Recipe type: Fruit Dessert
Cuisine: Fruit
Serves: 3-4
  • 1 c. blueberries
  • 1 c. small-dice strawberries
  • 1 c. small-dice mango
  • 2 Tb. fresh lime juice (1 lime)
  • 1 Tb. powdered sugar
  • Coconut cream from a 13.5-14 oz. can full-fat coconut milk
  • 1 Tb. honey, maple syrup or powdered sugar
  1. Combine fruit in a bowl and stir to combine.
  2. Stir together lime juice and powdered sugar. Pour over fruit and mix well. Set aside.
  3. Remove the coconut cream from the refrigerated can (you should have about 1 cup) and place in the bowl of a stand mixer. Add honey, maple syrup or powdered sugar. Whip on very high until the cream is fluffy. Spoon over fruit when ready to serve.

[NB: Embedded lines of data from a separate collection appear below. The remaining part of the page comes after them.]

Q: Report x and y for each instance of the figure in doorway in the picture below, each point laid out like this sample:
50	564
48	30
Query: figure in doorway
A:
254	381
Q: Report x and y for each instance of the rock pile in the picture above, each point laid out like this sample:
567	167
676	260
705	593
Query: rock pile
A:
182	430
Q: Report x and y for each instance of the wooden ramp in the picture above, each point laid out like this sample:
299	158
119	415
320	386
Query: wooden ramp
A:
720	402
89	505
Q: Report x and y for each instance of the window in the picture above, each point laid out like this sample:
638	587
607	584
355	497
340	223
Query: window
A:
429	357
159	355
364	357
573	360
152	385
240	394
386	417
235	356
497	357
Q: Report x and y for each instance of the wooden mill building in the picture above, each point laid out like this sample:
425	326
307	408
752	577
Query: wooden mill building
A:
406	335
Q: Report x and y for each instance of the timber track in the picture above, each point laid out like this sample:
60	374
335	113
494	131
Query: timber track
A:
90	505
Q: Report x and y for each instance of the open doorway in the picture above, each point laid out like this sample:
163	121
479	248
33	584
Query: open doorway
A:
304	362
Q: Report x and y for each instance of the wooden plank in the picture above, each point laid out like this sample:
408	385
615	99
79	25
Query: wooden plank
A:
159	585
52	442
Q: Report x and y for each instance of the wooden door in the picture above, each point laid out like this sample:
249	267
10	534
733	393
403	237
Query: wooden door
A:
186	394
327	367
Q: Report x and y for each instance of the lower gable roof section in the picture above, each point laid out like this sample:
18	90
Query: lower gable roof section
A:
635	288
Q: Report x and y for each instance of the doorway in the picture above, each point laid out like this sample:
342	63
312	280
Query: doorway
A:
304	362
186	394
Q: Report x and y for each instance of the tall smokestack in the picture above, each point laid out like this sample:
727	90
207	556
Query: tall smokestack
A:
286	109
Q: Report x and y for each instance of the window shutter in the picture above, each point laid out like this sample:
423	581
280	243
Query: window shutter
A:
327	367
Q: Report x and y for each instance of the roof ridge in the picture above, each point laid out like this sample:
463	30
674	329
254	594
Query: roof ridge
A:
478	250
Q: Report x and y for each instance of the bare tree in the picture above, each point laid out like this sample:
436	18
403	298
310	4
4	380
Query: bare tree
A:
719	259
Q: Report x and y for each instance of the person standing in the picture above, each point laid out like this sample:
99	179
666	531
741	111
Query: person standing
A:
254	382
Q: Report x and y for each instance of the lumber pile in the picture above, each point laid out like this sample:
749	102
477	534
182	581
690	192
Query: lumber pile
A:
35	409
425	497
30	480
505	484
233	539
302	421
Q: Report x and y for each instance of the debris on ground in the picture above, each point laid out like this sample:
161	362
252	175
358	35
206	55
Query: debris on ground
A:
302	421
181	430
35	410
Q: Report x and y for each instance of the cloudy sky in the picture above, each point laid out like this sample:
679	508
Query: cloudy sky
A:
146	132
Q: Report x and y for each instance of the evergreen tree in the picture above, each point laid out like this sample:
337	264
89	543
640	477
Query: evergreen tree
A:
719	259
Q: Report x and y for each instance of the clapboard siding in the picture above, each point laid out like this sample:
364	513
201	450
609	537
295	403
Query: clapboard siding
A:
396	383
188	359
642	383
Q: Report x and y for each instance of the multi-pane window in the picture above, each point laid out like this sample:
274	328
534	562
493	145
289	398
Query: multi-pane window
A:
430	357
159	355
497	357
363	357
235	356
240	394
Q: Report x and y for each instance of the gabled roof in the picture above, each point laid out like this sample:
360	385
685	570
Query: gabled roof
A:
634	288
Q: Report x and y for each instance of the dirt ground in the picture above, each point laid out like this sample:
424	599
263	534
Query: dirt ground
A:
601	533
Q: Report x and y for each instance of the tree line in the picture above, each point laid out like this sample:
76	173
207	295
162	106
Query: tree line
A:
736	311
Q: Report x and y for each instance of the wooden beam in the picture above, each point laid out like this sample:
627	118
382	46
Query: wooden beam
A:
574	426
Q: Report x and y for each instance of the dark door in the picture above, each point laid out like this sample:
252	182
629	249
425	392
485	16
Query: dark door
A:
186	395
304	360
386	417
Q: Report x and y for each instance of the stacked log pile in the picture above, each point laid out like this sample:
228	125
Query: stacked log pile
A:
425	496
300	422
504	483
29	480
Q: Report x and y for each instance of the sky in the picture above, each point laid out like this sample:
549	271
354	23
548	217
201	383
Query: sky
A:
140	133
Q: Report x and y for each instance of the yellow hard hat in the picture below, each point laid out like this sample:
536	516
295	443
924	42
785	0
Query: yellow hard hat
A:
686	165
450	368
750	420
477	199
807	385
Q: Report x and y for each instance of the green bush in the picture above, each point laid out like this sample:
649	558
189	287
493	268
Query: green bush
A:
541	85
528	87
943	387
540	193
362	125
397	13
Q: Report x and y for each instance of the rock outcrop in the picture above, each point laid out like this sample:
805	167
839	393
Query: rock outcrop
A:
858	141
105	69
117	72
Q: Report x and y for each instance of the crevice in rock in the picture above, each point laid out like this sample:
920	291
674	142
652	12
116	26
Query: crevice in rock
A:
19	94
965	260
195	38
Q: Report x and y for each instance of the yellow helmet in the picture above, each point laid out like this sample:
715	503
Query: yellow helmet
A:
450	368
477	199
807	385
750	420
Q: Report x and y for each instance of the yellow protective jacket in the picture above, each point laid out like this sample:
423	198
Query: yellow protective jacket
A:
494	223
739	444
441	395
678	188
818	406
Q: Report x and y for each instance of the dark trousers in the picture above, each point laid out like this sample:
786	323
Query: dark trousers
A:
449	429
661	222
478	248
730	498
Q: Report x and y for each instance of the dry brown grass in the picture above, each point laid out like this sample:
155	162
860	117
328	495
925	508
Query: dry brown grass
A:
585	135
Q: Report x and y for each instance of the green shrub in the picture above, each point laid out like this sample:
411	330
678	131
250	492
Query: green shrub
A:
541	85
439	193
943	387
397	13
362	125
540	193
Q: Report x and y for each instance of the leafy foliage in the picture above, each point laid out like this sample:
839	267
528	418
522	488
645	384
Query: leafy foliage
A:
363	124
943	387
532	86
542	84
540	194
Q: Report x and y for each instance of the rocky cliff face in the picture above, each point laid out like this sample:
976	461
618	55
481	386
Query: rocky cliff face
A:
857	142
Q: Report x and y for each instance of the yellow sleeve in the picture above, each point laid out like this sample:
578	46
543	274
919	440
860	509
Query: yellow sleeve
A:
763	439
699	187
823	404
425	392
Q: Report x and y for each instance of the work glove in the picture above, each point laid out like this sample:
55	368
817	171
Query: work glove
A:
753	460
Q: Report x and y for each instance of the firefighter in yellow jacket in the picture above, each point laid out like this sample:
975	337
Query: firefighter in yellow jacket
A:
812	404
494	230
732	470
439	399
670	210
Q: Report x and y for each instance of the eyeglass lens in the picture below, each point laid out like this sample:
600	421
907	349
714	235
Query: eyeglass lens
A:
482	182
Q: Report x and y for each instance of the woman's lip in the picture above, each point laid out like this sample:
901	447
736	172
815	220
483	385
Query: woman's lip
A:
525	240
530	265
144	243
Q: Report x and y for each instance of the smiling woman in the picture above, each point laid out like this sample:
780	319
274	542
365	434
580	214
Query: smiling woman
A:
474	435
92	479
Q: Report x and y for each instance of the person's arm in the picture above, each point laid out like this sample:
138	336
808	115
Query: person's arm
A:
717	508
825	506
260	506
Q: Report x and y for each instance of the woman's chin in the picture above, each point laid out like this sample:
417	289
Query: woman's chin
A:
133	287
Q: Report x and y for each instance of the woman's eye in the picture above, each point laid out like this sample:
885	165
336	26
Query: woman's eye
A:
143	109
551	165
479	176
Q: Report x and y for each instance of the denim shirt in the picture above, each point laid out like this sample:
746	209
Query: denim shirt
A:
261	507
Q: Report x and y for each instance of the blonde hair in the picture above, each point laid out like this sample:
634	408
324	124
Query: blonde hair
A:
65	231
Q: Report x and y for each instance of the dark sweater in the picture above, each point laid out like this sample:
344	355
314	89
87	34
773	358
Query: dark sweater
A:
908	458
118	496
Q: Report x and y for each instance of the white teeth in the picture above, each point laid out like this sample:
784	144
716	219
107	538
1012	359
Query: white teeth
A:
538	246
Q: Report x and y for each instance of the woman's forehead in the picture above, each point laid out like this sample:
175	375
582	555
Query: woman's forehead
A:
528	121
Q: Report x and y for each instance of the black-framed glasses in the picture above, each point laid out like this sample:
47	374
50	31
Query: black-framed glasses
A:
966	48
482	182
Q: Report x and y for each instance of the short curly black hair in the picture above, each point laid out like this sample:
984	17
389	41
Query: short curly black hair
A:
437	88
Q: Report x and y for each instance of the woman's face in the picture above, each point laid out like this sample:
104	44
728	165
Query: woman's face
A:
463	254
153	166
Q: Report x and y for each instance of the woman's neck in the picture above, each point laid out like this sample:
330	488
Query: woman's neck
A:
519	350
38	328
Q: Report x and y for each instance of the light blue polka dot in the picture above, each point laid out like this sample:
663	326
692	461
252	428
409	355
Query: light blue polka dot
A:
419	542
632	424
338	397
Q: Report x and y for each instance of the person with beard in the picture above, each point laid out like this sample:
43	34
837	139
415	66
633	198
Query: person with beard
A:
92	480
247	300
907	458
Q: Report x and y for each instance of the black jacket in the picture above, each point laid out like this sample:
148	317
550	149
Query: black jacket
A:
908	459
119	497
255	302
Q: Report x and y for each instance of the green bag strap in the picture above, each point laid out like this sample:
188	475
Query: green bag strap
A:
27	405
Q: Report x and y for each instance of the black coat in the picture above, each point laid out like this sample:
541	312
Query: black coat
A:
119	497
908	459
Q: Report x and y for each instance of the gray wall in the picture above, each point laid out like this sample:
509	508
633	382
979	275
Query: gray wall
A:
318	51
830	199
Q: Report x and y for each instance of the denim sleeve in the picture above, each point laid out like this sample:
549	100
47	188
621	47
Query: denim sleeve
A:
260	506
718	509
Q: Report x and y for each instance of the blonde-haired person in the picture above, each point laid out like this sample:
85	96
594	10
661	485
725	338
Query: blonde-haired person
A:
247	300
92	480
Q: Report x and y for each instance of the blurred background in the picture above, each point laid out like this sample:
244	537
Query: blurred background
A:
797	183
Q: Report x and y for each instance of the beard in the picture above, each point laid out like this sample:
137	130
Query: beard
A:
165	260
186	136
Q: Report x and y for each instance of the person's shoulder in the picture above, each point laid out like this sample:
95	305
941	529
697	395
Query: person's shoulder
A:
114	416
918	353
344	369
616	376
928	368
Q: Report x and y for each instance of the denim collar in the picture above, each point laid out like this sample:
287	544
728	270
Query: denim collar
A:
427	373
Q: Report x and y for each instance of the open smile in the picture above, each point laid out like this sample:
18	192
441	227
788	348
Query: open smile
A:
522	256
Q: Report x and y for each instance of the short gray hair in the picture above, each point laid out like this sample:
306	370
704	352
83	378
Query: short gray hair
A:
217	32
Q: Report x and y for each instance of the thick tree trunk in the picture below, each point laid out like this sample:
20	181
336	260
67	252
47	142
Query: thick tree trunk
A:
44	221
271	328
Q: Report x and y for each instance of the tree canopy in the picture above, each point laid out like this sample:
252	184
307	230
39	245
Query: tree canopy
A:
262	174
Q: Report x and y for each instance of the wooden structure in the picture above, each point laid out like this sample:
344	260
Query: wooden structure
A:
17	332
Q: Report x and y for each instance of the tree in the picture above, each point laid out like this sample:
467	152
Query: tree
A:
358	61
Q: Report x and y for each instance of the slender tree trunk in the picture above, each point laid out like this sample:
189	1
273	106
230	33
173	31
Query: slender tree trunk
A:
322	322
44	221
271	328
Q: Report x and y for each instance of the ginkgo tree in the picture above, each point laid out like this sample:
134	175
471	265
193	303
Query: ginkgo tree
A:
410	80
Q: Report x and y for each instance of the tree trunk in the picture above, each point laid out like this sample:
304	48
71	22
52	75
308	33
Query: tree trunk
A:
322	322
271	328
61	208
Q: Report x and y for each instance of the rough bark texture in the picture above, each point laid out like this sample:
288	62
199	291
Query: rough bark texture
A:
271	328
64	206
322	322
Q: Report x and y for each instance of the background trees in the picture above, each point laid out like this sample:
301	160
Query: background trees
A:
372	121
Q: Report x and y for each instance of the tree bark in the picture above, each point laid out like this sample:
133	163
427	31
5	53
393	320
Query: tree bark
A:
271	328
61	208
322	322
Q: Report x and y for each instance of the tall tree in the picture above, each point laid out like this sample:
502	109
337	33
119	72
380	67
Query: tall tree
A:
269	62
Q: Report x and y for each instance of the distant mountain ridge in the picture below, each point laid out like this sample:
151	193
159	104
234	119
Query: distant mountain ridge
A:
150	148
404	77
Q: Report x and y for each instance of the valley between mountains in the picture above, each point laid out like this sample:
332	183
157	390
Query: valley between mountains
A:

Top the cream with lime zest or fresh mint (optional).
1) I used Badia brand coconut milk, but have also had luck with Trader Joe’s and Thai brand.
2) Be sure to whip the cream just before you plan to serve it so it doesn’t separate.
3) I suggest not refrigerating the fruit before you serve it so it doesn't get mushy and lose some of its fresh color.